A new decomposition of ascent sequences and Euler--Stirling statistics

TL;DR

This paper introduces a new recursive decomposition of ascent sequences, enabling detailed analysis of Euler--Stirling statistics, proving conjectures on distributional symmetries, and generalizing generating functions related to ascent sequences and inversion sequences.

Contribution

It presents a novel recursive decomposition method for ascent sequences, leading to new formulas, bijections, and proofs of conjectures on their statistical distributions.

Findings

Confirmed and extended Dukes and Parviainen's conjecture on zero and max distribution.

Derived a generalized generating function for ascent sequence statistics.

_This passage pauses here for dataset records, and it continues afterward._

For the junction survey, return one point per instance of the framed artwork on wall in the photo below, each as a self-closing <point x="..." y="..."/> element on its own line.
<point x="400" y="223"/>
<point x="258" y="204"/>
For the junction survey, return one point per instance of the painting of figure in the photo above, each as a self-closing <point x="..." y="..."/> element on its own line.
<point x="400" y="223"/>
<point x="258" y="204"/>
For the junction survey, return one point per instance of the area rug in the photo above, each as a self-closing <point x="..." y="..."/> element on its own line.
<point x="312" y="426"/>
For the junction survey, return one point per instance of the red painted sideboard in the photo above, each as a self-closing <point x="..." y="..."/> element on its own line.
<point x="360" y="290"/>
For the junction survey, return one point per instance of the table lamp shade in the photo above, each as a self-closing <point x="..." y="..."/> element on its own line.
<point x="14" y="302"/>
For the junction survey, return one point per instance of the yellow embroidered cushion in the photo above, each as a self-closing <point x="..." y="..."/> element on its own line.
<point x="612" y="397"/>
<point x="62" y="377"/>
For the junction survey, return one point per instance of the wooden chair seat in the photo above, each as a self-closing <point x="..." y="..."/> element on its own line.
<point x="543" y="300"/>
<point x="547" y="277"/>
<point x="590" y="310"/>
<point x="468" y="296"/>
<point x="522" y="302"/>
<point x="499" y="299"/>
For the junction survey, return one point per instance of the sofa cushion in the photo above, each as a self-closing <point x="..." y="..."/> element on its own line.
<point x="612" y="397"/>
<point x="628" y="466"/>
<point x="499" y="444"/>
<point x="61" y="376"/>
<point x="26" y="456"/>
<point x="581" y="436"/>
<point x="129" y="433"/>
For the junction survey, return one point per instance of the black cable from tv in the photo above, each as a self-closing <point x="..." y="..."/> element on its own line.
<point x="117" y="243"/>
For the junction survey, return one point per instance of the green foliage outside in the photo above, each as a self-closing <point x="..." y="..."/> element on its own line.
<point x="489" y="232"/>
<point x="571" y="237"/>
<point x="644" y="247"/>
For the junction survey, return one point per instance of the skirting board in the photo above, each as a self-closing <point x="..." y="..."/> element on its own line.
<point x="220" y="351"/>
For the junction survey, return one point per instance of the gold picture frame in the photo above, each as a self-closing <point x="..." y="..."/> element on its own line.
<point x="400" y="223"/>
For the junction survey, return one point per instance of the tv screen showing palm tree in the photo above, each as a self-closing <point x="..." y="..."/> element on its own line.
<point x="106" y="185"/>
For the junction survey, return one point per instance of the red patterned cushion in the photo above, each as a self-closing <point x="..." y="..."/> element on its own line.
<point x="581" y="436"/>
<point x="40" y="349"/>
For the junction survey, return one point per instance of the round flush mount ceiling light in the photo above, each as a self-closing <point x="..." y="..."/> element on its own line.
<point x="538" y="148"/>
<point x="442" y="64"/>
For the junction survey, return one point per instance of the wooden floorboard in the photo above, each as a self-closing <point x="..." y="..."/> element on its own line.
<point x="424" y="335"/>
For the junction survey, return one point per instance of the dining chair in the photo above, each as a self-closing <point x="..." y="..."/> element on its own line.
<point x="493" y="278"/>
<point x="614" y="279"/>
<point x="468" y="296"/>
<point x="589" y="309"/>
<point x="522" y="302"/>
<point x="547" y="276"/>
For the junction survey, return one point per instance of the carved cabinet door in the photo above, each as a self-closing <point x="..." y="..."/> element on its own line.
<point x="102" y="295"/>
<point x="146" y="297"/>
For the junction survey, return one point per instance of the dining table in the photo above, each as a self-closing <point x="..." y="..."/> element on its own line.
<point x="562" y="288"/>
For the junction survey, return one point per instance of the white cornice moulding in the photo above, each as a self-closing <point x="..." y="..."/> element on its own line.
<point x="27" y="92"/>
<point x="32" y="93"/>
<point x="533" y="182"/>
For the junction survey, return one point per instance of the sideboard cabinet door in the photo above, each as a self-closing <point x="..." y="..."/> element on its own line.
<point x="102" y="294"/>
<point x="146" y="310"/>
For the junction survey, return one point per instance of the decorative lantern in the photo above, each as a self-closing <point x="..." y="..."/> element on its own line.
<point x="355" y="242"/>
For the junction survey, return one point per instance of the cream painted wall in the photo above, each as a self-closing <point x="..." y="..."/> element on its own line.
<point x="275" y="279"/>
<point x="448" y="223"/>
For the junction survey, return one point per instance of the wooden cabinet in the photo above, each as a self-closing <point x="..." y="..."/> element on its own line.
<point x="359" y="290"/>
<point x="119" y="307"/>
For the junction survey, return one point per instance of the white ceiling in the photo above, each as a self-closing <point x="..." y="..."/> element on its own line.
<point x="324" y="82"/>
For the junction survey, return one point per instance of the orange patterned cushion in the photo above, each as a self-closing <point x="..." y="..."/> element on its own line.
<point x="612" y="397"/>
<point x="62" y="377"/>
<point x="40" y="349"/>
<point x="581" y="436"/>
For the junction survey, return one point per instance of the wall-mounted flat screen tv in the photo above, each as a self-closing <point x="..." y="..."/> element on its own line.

Established a bijective proof of quadruple equidistribution involving ascent sequence statistics.

Abstract

As shown by Bousquet-M\'elou--Claesson--Dukes--Kitaev (2010), ascent sequences can be used to encode $({\bf2+2})$-free posets. It is known that ascent sequences are enumerated by the Fishburn numbers, which appear as the coefficients of the formal power series $$\sum_{m=1}^{\infty}\prod_{i=1}^m (1-(1-t)^i).$$ In this paper, we present a novel way to recursively decompose ascent sequences, which leads to: (i) a calculation of the Euler--Stirling distribution on ascent sequences, including the numbers of ascents ($\asc$), repeated entries $(\rep)$, zeros ($\zero$) and maximal entries ($\max$). In particular, this confirms and extends Dukes and Parviainen's conjecture on the equidistribution of $\zero$ and $\max$. (ii) a far-reaching generalization of the generating function formula for $(\asc,\zero)$ due to Jel\'inek. This is accomplished via a bijective proof of the quadruple equidistribution of $(\asc,\rep,\zero,\max)$ and $(\rep,\asc,\rmin,\zero)$, where $\rmin$ denotes the right-to-left minima statistic of ascent sequences. (iii) an extension of a conjecture posed by Levande, which asserts that the pair $(\asc,\zero)$ on ascent sequences has the same distribution as the pair $(\rep,\max)$ on $({\bf2-1})$-avoiding inversion sequences. This is achieved via a decomposition of $({\bf2-1})$-avoiding inversion sequences parallel to that of ascent sequences. This work is motivated by a double Eulerian equidistribution of Foata (1977) and a tempting bi-symmetry conjecture, which asserts that the quadruples $(\asc,\rep,\zero,\max)$ and $(\rep,\asc,\max,\zero)$ are equidistributed on ascent sequences.